In this lecture, Professor Adam Lazowski from Westminster Law School will argue that a non-negotiated Brexit is theoretically possible but in reality a perfect folly – unless one wants to expose the United Kingdom to legal and economic uncertainty and to create a legal vacuum in its relations with the European Union, the Member States as well as third countries with which the EU has concluded international agreements.

The levels of integration between the Member States, even including those covered by a plethora of opt-outs, are so high that the detachment from the European Union is going to be a very complex exercise.
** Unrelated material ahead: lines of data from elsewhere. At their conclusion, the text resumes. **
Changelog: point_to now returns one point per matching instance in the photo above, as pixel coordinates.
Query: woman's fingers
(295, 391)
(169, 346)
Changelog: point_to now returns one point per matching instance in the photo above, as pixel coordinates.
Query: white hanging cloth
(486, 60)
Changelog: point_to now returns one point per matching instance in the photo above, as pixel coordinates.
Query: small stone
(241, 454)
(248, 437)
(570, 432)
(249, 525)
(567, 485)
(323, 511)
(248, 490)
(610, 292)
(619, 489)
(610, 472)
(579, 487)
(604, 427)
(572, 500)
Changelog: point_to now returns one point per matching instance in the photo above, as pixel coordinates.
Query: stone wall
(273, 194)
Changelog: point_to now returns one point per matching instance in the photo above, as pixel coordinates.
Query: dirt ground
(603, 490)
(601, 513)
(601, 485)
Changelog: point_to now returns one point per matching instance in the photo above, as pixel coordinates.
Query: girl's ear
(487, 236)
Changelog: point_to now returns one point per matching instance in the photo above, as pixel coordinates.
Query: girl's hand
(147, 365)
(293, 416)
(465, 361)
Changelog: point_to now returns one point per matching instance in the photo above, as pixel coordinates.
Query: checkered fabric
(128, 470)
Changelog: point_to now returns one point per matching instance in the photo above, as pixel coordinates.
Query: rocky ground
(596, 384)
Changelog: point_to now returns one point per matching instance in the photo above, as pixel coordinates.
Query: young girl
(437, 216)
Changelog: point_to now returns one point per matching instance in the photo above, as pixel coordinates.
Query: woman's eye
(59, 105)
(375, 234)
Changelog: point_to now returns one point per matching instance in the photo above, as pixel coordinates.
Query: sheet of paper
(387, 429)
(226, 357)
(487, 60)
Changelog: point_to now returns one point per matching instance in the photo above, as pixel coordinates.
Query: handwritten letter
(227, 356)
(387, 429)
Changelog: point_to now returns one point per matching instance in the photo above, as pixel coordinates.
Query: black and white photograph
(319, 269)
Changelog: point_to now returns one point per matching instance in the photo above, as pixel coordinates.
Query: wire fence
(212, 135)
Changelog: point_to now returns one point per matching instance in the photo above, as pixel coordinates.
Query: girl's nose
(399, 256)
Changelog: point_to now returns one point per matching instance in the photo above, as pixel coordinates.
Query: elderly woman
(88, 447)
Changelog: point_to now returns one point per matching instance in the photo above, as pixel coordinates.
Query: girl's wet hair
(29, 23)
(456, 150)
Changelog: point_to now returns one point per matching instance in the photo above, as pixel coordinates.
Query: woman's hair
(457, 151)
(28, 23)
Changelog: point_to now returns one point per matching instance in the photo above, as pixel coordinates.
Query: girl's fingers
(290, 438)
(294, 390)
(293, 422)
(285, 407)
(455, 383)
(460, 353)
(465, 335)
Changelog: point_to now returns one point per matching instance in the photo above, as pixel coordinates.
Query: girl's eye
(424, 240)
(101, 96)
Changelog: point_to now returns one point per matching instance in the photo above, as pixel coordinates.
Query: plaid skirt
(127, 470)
Along similar lines J.H.H. Weiler claimed already in 1985 that “[a] non-negotiated withdrawal could create such a degree of legal and economic uncertainty as to be damaging to the withdrawing State’s own interests”. This was true when Weiler’s article was published, and, it is even more so in the twenty-first century, when the levels of integration between the Member States are light years away from the European Communities of 1980s.

To cut a long story short, a unilateral withdrawal would amount to all relations with the EU ceasing, as well as a departure from dozens of free trade agreements the EU has concluded with third countries. It would be very detrimental not only to the departing country, but also to the EU.

Adam will look at the legal parameters of a unilateral withdrawal and argue that it is in the interest of all concerned that Brexit, if it materialises, is properly negotiated and governed by a withdrawal agreement addressing all pertinent legal issues.

Register to attend

All staff and students are welcome to attend, as are members of the general public. The lecture will be followed by a drinks reception in the Regent Street foyer.

Register for a free ticket via Eventbrite.

Background

This is the first in a series of monthly Professorial Lectures by senior academics in the Faculty of Social Sciences and Humanities. All lectures are to be geared towards a non-specialist audience, on topics which will be of general interest to staff, students and members of the public.